Farmland Not Partnership Asset

January 10, 2010 | Erin Herbold

Here, a father and two sons formed a farm partnership by a written agreement in 1985. In 1995, the father and sons also signed articles of incorporation, forming a woodworking business. The profits from both entities were to be divided equally between the three. In 2007, one brother filed suit, seeking dissolution of both entities. The father and other son countersued, seeking dismissal of the petition for dissolution and demanding an accounting of both entities and an order for the son seeking the dissolution to withdraw from both entities. 

Prior to a trial, the parties did enter into an agreement that because the partnership had broken down, they would all share in the assets and liabilities equally. The brother seeking dissolution agreed that if he received his fair share, he would consent to a withdrawal from the entities. Both the partnership and the corporation would remain viable. Further, the parties stipulated that the major issue in the case was whether the 800 acres farmed by the partnership was a partnership asset.  The father and son claimed that this was not the case and that the land was owned by the father and mother as tenants in common. 

At trial, the court found that the land was, indeed, owned by the mother and father and was available to the partnership only for the partnership’s use.  The court reasoned that if the land had been contributed to the partnership, the father would have made a capital contribution grossly out of proportion to the son seeking dissolution. Since the three parties were enjoying equal draws, the trial court concluded that they intended to contribute the same amount of assets to the partnership. The brother seeking dissolution appealed to the Iowa Court of Appeals.

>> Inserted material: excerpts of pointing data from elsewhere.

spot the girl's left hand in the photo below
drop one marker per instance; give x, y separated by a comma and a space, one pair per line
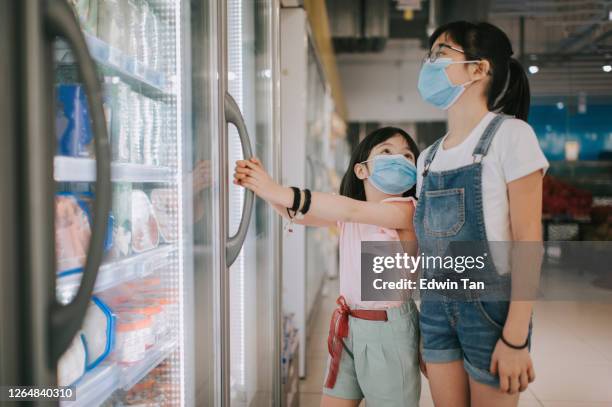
251, 174
514, 367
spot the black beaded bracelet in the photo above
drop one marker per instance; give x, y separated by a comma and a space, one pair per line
508, 344
289, 213
296, 199
307, 199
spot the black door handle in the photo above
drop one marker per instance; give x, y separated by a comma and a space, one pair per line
66, 320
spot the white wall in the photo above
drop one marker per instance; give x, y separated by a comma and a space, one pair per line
383, 86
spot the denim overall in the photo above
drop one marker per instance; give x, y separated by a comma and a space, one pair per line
449, 218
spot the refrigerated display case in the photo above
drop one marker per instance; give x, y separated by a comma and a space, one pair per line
254, 327
118, 160
138, 47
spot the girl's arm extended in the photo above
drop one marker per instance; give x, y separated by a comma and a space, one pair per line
515, 367
307, 220
325, 206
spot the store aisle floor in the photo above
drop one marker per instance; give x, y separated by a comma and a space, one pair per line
572, 353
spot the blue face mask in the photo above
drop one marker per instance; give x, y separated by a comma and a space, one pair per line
434, 85
392, 174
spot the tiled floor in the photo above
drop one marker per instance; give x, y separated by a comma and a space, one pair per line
572, 353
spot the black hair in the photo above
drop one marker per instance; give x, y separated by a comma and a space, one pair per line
485, 41
353, 187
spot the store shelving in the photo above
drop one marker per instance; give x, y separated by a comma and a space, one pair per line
126, 66
114, 273
98, 385
95, 387
130, 375
72, 169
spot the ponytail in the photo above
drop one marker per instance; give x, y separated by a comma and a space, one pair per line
515, 98
508, 90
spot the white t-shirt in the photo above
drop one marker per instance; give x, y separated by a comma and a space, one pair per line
513, 153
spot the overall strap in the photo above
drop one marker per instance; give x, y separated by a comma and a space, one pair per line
484, 143
431, 154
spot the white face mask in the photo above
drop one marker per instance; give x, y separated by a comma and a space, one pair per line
436, 87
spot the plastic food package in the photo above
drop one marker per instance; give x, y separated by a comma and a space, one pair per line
122, 213
133, 334
98, 332
72, 232
136, 126
73, 127
87, 11
145, 229
111, 23
72, 365
117, 95
149, 309
165, 206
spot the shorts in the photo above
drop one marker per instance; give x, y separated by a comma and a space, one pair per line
465, 330
384, 368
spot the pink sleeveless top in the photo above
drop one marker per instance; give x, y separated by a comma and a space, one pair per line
351, 236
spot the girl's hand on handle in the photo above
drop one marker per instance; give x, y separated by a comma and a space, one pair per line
514, 367
251, 174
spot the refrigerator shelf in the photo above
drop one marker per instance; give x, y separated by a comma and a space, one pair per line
95, 387
100, 383
114, 273
72, 169
130, 375
127, 67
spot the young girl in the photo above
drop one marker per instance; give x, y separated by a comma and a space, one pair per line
481, 182
373, 344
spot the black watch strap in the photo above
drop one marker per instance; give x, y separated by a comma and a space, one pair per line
296, 199
510, 345
307, 199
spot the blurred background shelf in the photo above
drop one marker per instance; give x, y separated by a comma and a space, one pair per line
127, 67
130, 375
116, 272
71, 169
95, 387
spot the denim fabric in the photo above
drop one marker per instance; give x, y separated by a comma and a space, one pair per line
459, 325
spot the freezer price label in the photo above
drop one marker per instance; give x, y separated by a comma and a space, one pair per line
33, 393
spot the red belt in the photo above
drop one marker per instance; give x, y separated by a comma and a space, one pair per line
338, 330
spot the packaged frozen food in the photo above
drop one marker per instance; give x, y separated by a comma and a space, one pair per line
72, 365
117, 98
87, 11
122, 213
73, 127
112, 25
148, 144
72, 232
85, 200
150, 309
136, 127
145, 229
144, 50
98, 332
165, 206
133, 335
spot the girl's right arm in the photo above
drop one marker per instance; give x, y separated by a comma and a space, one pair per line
307, 220
325, 206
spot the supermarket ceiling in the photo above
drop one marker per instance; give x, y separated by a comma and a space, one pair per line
565, 44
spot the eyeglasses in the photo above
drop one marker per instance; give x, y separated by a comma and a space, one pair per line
435, 53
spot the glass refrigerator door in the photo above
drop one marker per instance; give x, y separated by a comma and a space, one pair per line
131, 348
252, 275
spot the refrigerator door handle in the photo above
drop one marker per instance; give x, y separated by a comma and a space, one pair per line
234, 116
66, 320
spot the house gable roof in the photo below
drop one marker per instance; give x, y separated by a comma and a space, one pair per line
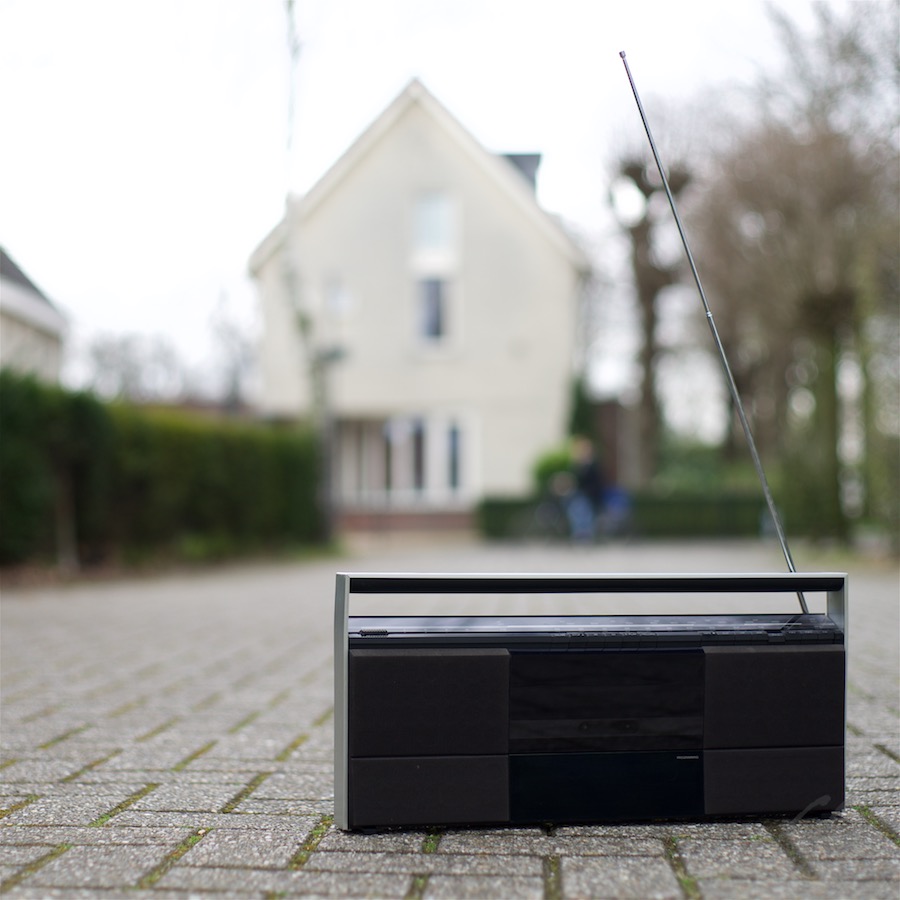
10, 271
505, 171
23, 299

The appellate court agreed with the trial court that the land never became a partnership asset. There was no evidence presented to the court that the partnership purchased the land. While the partnership did pay to improve the land and did take care of the real estate taxes there was never any evidence of a capital contribution of land by the father. Thus, the partnership and corporation remained in existence and the son seeking dissolution was forced to withdraw and take whatever he was properly entitled to with him.  Reed v. Reed, No. 9-763/09-0349, 2009 Iowa App. LEXIS 1668 (Iowa Ct. App., Dec. 30, 2009).